I get this haunting sense of similarity that Cardinal Burke is re-living what Ronald Reagan was living during the last days of Jimmy Carter: poised to restore order and common sense, just waiting for the liberal facade to come crashing down on itself.
"...When Pope Paul approved a more modern form of the Mass using vernacular languages rather than Latin in 1969..." He doesn't know what he's talking about. Permission was already given for the 1962 missal, including the canon, to be celebrated entirely in the vernacular before the reformed missal was published. The opposition was to the reformed order of Mass ("novus ordo"), not its language.

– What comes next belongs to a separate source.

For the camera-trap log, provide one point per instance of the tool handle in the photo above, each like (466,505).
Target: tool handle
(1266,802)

Indeed, it is a misconception that the Novus Ordo introduced the vernacular, or even that the vernacular was a significant feature of the Novus Ordo. Everywhere I knew about, Latin had largely or entirely disappeared and Mass was celebrated in the vernacular several years before the Novus Ordo saw the light of day in 1970. In particular, most pew Catholics welcomed the 1965 Order of Mass—now referred to as the “interim order of 1965”, though at the time it was introduced and announced as the final and definitive form of the Mass revised as directed by Vatican II—and its provision for the vernacular celebration in an English translation that was still dignified and sacral. The objections that soon developed alongside the initial enthusiasm for the vernacular, were instead to the precursors of Novus Ordo silliness and desacralization—e.g., banal folk songs replacing Mass texts, ripping out altar rails and standing for communion, etc--that began to appear, even though Catholics generally (including most bishops) were unaware that a secret commission was continuing to work in the mid to late 1960s on what became the Novus Ordo.
Who doesn't remember the 'parallel magisterium' or the "American Catholic Church" promoted by Call to Action and others during St. JP2's reign?
The dissent of Humane Vitae was organized, global, and public...and nothing at all happened to the theologians and priests who signed on to the dissent.
It's sort of like how in 2008 political dissent was the highest sign of patriotism (as per Her majesty, HRC) but by 2009 political dissent was henceforth to be deemed racism and unpatriotic.
So which is it? Is dissent cool or not? I suppose then as now, it all depends on who is dissenting from what and how. Maybe it's good or maybe it's bad. But our typical 4th grade level public discourse really fails at making such distinctions.